Что? Ну да, в принципе, можно сказать — идёт война. Состязание грёз, война соблазнов — ни горячая, ни холодная, ни на жизнь, ни на смерть — война на очарование. А ведь быть зачарованным чужим культурным мифом в исторической перспективе — хуже смерти. Это не могила даже, могила — честное решение. Это добровольное рабство. Рабство без принуждения. Когда чужой язык, чужая культура и чужой образ жизни начинают казаться более соблазнительными, чем твои собственные, — это и есть поглощение.

Забавно проросло зерно? Да, вот такие мысли, Климушка, думаются, когда слышишь разнообразие русской речи.
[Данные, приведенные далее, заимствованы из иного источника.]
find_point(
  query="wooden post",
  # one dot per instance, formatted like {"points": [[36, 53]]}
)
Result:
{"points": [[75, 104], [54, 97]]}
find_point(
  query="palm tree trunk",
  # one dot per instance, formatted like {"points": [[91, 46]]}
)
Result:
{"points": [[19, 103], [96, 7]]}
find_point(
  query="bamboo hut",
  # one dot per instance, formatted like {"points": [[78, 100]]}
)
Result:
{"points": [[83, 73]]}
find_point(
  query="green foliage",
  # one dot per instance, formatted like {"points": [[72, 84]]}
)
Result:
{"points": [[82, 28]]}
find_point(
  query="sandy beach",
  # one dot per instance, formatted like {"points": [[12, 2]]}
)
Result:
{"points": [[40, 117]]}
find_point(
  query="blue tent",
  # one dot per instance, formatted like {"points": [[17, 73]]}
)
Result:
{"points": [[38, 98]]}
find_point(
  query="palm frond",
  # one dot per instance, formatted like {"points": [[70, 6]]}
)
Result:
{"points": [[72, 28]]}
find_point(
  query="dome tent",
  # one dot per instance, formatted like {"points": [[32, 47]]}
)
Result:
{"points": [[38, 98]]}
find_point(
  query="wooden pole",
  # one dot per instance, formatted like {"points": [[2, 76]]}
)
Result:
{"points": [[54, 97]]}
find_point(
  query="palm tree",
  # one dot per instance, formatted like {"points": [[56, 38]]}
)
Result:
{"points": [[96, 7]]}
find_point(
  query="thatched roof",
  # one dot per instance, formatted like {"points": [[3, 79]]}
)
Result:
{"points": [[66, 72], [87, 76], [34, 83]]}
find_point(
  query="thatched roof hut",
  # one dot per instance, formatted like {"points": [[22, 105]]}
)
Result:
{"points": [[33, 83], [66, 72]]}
Если что не так — пардон муа.

Опять?! Опять финик грызёшь? А ну не смей! Минуту подождать не может… Да, я ведь что сказать тебе хотела… Не смейся только — я влюбилась. Волшебно и сразу, с первого выстрела. Он посмотрел, и я — бац! — готова. Ну, есть тут один — немного критик, немного путешественник, немного телеведущий. Кудрявый, худой, небритый — класс! А взгляд такой — сразу хочется в ванную бежать и на всякий случай шею вымыть до пояса. Порывистый, весёлый, грациозный… Улыбается красиво, и лицо при этом умное — бывают же ещё на свете чудеса! Нет, не из наших, из московских.